Sometimes, when I'm in a terrible mood, I write love letters: not the typical declaration of love for a silly boy.
I have done that maybe a couple of times with disastrous results (something in the message must have been interpreted like "ÿou're an ass and that's why we get along so well"). Digressing...
So, I write love letters to things I am sort of infatuated with.
Soon I'll be traveling home and home means the country facing (or offending) Venice.
We could debate here if Venice is a man or a woman, but I believe this is in the hand of the lover and not in the essence of the city itself.
Anyway, I will try to spend some good time on the island and I am very excited about that.
Whenever I mention to Berliners about Venice I am asked whether I know if Berlin has more bridges than Venice...
I smile.
Venice is small. Nonetheless there are so many things to wonder that it becomes immense, in an imploding way.
Palazzo Zenobio
I studied in Venice and I was working there shortly after graduation, so I know how to move around, but it was a process. Does it take longer if you walk your way through the calli to get to a point, if you take the boat, or if you cross a bridge?
You need some practice and nothing is so obvious.
Since I moved to Berlin and I only visit twice or three times a year, I also had to cope with lots of the problems that any first time tourist has: where to eat, where to stop, what museum to visit, join the crowd (almost never an option) or go off the beaten path?In other words: how do I enjoy my time in a place that's so packed with stuff to see without losing my mind, spending too much money and (because I have kids) use space and energy in the most efficient way to avoid the total meltdown.
Not a public sleeping place, but an art installation
I take my time. But I walk fast.
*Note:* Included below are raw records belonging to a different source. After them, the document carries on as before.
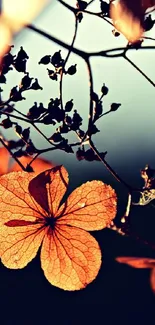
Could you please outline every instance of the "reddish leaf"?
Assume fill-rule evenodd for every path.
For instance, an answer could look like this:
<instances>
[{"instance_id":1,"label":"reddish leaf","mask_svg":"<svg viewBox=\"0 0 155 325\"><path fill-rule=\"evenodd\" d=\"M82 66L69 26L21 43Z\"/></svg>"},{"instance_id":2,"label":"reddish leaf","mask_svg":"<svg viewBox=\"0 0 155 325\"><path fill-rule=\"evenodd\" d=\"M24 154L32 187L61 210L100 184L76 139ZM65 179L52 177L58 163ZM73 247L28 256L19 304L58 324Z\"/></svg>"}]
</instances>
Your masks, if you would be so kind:
<instances>
[{"instance_id":1,"label":"reddish leaf","mask_svg":"<svg viewBox=\"0 0 155 325\"><path fill-rule=\"evenodd\" d=\"M41 250L48 281L64 290L79 290L92 282L101 266L101 251L88 232L65 225L48 232Z\"/></svg>"},{"instance_id":2,"label":"reddish leaf","mask_svg":"<svg viewBox=\"0 0 155 325\"><path fill-rule=\"evenodd\" d=\"M41 265L48 281L79 290L96 278L101 265L98 243L83 229L110 223L116 194L102 182L87 182L59 208L67 184L63 166L39 175L16 172L0 178L0 254L7 267L22 268L43 241Z\"/></svg>"},{"instance_id":3,"label":"reddish leaf","mask_svg":"<svg viewBox=\"0 0 155 325\"><path fill-rule=\"evenodd\" d=\"M22 163L22 165L24 167L26 167L32 160L32 157L21 157L19 158L19 161ZM53 163L50 163L49 161L45 160L45 159L40 159L40 158L36 158L32 164L31 167L33 168L34 172L36 173L41 173L44 170L47 169L51 169L52 167L54 167ZM19 164L17 162L15 162L12 167L10 168L10 172L16 172L18 170L22 170L21 167L19 166Z\"/></svg>"}]
</instances>

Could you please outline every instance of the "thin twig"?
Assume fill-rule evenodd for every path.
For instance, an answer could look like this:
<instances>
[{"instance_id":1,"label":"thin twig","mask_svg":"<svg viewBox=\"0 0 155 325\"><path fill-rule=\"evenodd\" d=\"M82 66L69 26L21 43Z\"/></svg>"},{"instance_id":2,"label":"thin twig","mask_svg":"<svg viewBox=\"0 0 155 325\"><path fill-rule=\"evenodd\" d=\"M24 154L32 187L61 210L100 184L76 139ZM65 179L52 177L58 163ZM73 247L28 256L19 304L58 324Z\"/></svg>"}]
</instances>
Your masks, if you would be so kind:
<instances>
[{"instance_id":1,"label":"thin twig","mask_svg":"<svg viewBox=\"0 0 155 325\"><path fill-rule=\"evenodd\" d=\"M11 157L18 163L18 165L22 168L22 170L26 171L26 168L23 166L23 164L20 162L20 160L14 155L14 153L10 150L10 148L6 145L5 141L0 137L0 142L2 145L8 150Z\"/></svg>"}]
</instances>

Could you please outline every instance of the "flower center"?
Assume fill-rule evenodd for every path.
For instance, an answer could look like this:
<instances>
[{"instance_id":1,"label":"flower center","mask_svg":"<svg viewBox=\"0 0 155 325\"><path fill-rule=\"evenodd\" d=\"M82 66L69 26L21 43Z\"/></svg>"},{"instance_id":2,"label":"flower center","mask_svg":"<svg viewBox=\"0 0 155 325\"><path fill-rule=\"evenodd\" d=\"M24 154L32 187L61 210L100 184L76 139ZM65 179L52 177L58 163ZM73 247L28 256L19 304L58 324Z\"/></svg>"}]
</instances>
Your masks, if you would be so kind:
<instances>
[{"instance_id":1,"label":"flower center","mask_svg":"<svg viewBox=\"0 0 155 325\"><path fill-rule=\"evenodd\" d=\"M45 222L47 226L50 226L52 230L54 230L55 225L56 225L56 219L53 216L48 216L45 218Z\"/></svg>"}]
</instances>

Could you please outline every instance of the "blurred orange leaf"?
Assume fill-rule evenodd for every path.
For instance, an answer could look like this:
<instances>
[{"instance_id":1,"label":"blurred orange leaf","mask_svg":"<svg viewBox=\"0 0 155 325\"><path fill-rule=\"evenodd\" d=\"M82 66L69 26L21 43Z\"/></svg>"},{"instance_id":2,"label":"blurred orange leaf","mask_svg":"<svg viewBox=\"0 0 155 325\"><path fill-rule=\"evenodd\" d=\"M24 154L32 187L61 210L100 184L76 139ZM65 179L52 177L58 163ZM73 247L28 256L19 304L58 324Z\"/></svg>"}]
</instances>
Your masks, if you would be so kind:
<instances>
[{"instance_id":1,"label":"blurred orange leaf","mask_svg":"<svg viewBox=\"0 0 155 325\"><path fill-rule=\"evenodd\" d=\"M68 186L63 166L41 174L13 172L0 177L0 256L12 269L23 268L41 247L48 281L64 290L92 282L101 251L86 230L98 230L116 215L116 193L101 181L83 184L60 206Z\"/></svg>"},{"instance_id":2,"label":"blurred orange leaf","mask_svg":"<svg viewBox=\"0 0 155 325\"><path fill-rule=\"evenodd\" d=\"M115 28L129 42L136 42L143 35L142 21L145 11L155 6L155 0L119 0L111 2L110 16Z\"/></svg>"},{"instance_id":3,"label":"blurred orange leaf","mask_svg":"<svg viewBox=\"0 0 155 325\"><path fill-rule=\"evenodd\" d=\"M151 258L144 258L144 257L117 257L116 261L119 263L124 263L129 266L135 267L137 269L144 269L144 268L153 268L155 267L155 260Z\"/></svg>"},{"instance_id":4,"label":"blurred orange leaf","mask_svg":"<svg viewBox=\"0 0 155 325\"><path fill-rule=\"evenodd\" d=\"M155 259L145 257L117 257L116 261L138 269L151 269L150 286L155 293Z\"/></svg>"},{"instance_id":5,"label":"blurred orange leaf","mask_svg":"<svg viewBox=\"0 0 155 325\"><path fill-rule=\"evenodd\" d=\"M4 147L0 148L0 175L4 175L10 172L15 172L15 171L21 171L22 168L19 166L17 162L14 162L12 166L9 166L10 163L10 154L8 150ZM18 158L18 160L22 163L24 167L26 167L32 160L32 157L21 157ZM50 163L49 161L41 158L36 158L32 164L31 167L36 173L41 173L46 169L51 169L54 167L53 163Z\"/></svg>"}]
</instances>

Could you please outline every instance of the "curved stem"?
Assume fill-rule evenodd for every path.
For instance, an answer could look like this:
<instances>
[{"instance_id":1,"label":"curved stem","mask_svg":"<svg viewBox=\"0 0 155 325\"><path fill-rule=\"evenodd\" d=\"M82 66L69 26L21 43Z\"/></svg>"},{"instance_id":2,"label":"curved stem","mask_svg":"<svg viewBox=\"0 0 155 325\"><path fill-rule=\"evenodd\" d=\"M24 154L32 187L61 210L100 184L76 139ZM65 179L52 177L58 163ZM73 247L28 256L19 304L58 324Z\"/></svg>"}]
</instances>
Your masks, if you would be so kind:
<instances>
[{"instance_id":1,"label":"curved stem","mask_svg":"<svg viewBox=\"0 0 155 325\"><path fill-rule=\"evenodd\" d=\"M20 162L20 160L14 155L14 153L9 149L9 147L6 145L5 141L1 137L0 137L0 142L8 150L11 157L17 162L17 164L22 168L22 170L26 171L26 168L23 166L23 164Z\"/></svg>"},{"instance_id":2,"label":"curved stem","mask_svg":"<svg viewBox=\"0 0 155 325\"><path fill-rule=\"evenodd\" d=\"M75 43L75 39L76 39L76 36L77 36L77 29L78 29L78 20L77 18L75 17L75 30L74 30L74 36L73 36L73 39L72 39L72 43L71 43L71 47L70 49L68 50L68 54L66 56L66 59L64 61L64 64L63 64L63 69L61 70L60 72L60 105L61 105L61 109L63 110L63 95L62 95L62 83L63 83L63 75L64 75L64 70L65 70L65 65L69 59L69 56L72 52L72 48L74 46L74 43Z\"/></svg>"}]
</instances>

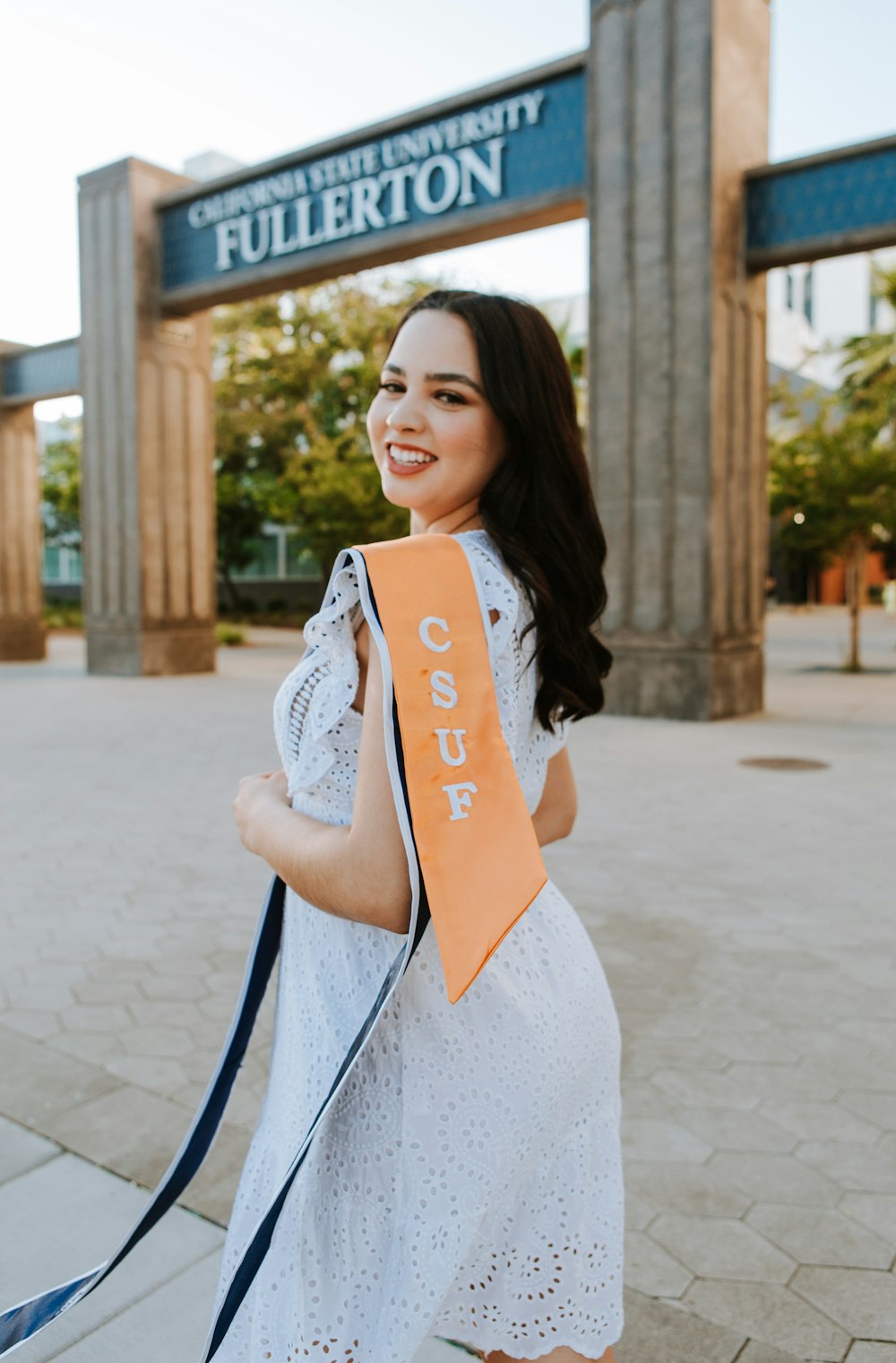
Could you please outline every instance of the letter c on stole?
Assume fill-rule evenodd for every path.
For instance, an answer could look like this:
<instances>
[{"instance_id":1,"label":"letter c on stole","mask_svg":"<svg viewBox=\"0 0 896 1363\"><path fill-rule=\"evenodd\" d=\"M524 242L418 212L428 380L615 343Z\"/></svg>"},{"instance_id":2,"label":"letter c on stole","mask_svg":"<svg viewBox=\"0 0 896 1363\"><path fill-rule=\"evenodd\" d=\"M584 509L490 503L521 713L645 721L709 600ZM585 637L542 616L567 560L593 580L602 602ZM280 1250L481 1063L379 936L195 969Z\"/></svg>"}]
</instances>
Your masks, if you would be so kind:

Because, honestly, is there a bigger affront to a Venetian than to walk slow?
It's not only a waste of time, it's suicidal like throwing yourself on the tracks just when a rush hour train is passing, it makes the crowds grow and get nervous ("Camoma" is a nice Venetian word to describe a slow walk or attitude and yelling "Move on with the Christ else the procession gets crowdy" is very common, if a bit blasphemous...)
I walk where I know I don't have to deal with too many tourists. Don't get me wrong, I love tourists: they always ask me for information. Just, I like quiet places and this is where you can find me.
I like visiting the oldest European ghetto (ghetto is a Venetian word) or the campi where tourists don't make it, physically and psychologically. You can't just do everything and see everything, even in such a small city.
Fountain at Campo del Ghetto Nuovo
For this time I'll be happy if we can make it to
the 54th Art Biennale, the art exhibition everybody is talking about right now. Back in 2008 my daughter and I visited; I was pregnant, so this was especially tiring for me and my three year old. The pavilions which host the international art works are situated at the Gardens and at the Arsenal (which is the end of the world).
The Arsenal
Of course I decided to take the
Vaporetto; but I had a stroller which made things only more complicated, especially on our way back, when Carlotta fell asleep in it while we were in the cabin and there where steps to do and people to hurt.
With time I have learned that the most important things are: take it easy, have very comfortable shoes, find a nice campo to drink water from the fountain - yes it's drinkable - eat some ice-cream on the bench, get very detailed information about the three or four must see museums and churches and let anything else come as a surprise. Every corner has something to offer.
Consider mastering the four basic directions and move through calli and campi with this is mind: the borders are always near, you are surrounded by water so you can't escape; you might not find a place immediately, but you'll find it eventually.
Note: the streets in Venice have special names. Calli are narrow streets, campi are the squares.